In Cork, staff noticed Thomas’s artistic talent. He was apprenticed to a carver and gilder named Tolerton, who later helped him gain entry to the Cork School of Design around 1860, possibly on the strength of a detailed drawing of the Venus de Milo. Some of his early watercolours and this work were later listed in exhibition catalogues, including one at the Smithsonian. At that time, he was residing in New York. Hovenden became known for meticulous shading and layered detail, hiding figures and objects in shadow so that the more you look, the more you see.
He emigrated to the United States from Queenstown – now Cobh – on a ship called the City of Baltimore in August 1863 and resided mainly in Philadelphia, Baltimore and New York, with artistic – study periods in Paris. In the mid‑1870s he trained under Alexandre Cabanel at the École des Beaux‑Arts. He lived near the Louvre. In 1875 he met fellow artist Helen Corson at an artists’ community in, Brittany; they married in 1881, had a son and a daughter. Thomas became a naturalised citizen in 1887, one year after his appointment as Professor of Painting at the Pennsylvania Academy of the Fine Arts in 1886.

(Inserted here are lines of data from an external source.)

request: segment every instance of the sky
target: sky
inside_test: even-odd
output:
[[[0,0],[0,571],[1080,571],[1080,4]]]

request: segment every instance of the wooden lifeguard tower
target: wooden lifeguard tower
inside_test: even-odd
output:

Hovenden produced over 100 works focusing on domestic life, and African American subjects, reflecting his abolitionist views and famine-shaped compassion. In paintings such as “Chloe and Sam,” he depicted coloured domestic life with unusual tenderness and dignity for the period. His “The Last Moments of John Brown” painted in 1884, in the Metropolitan Museum of Art in New York portrays Brown on his way to his execution. It was painted for one of Hovenden’s patrons – two decades after Brown’s death. “Breaking Home Ties” was painted in 1890. It depicts a young man leaving his family farm, it was voted the most popular painting at the 1893 World’s Columbian Exposition in Chicago.
Hovenden’s life ended tragically in August 1895. He and a ten‑year‑old girl were killed by a train near his home. Newspaper stories portrayed him as dying while saving her, the coroner ruled it an accident. Although his reputation dimmed in the early twentieth century, the Civil Rights era revived interest in his work, especially his sympathetic portrayals of African Americans. Today his paintings are again exhibited and studied across the United States.